Key strengths of this study include the linked data and adjustment for previous depression symptoms, as the reliance on cross-sectional evidence has been the most common criticism of previous research. The primary limitation pertains to self-report measures. As measures do not account for multi-tasking or for intermittent patterns of use, they likely overestimate total ST. The low frequency of students meeting ST guidelines may present power issues. Also, only two waves of linked data were available at time of this analysis. One-year change may not be optimal to understand effects over time. Lastly, COMPASS was not designed to be representative. The current sample was a pilot subsample of the larger study.

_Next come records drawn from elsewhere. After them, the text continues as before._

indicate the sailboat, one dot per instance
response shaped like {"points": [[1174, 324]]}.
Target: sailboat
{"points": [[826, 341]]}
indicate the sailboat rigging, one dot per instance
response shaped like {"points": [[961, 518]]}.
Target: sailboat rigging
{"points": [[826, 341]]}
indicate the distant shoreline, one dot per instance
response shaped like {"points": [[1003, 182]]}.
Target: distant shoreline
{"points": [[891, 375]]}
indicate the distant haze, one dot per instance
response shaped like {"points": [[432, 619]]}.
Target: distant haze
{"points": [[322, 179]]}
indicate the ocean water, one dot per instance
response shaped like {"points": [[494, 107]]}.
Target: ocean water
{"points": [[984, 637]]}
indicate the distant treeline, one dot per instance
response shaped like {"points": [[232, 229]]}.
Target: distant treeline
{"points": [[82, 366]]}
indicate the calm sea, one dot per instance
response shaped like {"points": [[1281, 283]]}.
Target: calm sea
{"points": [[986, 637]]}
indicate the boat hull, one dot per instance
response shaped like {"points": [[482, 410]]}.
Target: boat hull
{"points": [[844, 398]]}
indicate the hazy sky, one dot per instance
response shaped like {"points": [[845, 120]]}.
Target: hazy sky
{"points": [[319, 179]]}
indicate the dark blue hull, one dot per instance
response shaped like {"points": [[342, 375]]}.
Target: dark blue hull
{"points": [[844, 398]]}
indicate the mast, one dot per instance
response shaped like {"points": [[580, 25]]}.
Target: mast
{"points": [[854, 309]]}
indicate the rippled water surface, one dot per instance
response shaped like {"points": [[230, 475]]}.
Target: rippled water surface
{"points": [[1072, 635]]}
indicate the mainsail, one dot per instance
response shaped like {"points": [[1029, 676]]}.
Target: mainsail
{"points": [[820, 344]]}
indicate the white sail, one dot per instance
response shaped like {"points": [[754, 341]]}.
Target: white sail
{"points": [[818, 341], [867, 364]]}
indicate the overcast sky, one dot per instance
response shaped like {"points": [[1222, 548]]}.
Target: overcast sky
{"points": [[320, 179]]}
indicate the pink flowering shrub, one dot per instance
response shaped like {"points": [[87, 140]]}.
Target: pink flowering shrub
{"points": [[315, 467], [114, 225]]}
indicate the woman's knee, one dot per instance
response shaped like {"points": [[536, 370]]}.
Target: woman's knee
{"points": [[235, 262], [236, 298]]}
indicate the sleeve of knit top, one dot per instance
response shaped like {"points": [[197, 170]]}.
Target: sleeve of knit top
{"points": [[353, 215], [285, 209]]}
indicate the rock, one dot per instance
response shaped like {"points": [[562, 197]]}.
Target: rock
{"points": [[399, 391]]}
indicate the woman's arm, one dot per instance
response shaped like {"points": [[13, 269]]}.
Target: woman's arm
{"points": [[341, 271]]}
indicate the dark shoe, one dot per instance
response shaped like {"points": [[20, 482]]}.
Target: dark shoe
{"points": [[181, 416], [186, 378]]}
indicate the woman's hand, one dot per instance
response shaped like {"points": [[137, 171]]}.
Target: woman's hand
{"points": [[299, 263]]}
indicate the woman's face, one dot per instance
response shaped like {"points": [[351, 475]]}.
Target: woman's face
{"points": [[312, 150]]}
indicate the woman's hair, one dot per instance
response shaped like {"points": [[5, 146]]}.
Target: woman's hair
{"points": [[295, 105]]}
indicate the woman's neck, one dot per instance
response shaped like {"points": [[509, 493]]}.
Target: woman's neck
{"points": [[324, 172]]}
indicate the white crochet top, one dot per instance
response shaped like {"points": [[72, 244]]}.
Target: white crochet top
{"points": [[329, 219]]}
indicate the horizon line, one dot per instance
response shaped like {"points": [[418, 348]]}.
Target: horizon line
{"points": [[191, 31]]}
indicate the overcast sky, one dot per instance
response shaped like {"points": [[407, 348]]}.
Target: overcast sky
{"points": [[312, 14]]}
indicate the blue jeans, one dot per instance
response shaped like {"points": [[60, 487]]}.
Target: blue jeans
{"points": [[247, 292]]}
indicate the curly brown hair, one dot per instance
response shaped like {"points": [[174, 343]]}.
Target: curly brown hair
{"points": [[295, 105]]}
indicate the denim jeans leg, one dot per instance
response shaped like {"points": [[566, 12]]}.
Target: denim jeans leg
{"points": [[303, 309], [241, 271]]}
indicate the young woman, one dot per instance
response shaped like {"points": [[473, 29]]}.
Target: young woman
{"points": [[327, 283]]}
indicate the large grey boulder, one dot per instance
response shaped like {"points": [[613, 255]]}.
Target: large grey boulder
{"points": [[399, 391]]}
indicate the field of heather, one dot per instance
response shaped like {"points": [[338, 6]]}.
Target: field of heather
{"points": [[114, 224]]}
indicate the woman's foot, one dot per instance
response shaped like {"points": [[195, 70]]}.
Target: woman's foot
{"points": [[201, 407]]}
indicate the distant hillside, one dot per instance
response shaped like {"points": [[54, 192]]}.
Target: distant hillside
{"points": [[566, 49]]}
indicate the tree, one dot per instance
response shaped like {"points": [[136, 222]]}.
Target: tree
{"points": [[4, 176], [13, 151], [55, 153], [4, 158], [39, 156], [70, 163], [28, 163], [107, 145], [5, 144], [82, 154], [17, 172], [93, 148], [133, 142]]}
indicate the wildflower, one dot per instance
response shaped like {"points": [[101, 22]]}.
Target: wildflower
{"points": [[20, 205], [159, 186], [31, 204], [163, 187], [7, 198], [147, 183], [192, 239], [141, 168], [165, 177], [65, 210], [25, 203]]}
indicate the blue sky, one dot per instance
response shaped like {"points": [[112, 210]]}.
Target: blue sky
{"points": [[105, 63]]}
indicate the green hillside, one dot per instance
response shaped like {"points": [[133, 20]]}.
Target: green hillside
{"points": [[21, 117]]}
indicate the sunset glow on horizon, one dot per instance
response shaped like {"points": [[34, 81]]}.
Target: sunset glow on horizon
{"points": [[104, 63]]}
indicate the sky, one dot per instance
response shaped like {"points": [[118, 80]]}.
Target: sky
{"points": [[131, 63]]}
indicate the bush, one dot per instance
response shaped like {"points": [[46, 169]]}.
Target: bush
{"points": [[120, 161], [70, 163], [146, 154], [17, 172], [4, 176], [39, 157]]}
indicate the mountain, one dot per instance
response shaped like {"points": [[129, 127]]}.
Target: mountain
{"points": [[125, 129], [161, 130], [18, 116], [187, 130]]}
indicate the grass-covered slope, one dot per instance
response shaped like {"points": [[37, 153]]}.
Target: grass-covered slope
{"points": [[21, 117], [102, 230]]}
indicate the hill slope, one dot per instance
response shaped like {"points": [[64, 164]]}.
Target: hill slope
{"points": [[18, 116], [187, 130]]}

To our knowledge, this study is the first to examine change in the adherence to the 24-hour movement guidelines and depression symptoms over time in a population sample of youth. Adherence to the sleep recommendations emerged as the most consistent predictor of depression symptoms. Promoting adherence to the movement guidelines, particularly for sleep, should be considered a priority in the prevention and management of youth depressive symptoms. The decline in sleep duration over adolescence (49,66) has long been recognized yet remains undervalued in efforts addressing youth mental health, despite simultaneous increases in depressive symptoms and MDE onset (37). Depression in adolescence is associated with problematic substance use, suicidality, poor physical health, reduced academic achievement, and elevated risk for future episodes or other mental disorders continuing into adulthood (5,13). Given the large burden of depression (14,15) and low adherence to the movement guidelines, supporting youth in continuing to meet recommendations over adolescence appears a worthwhile public health investment, with clear benefits for multiple aspects of youth physical, mental, and social health (48,49,67).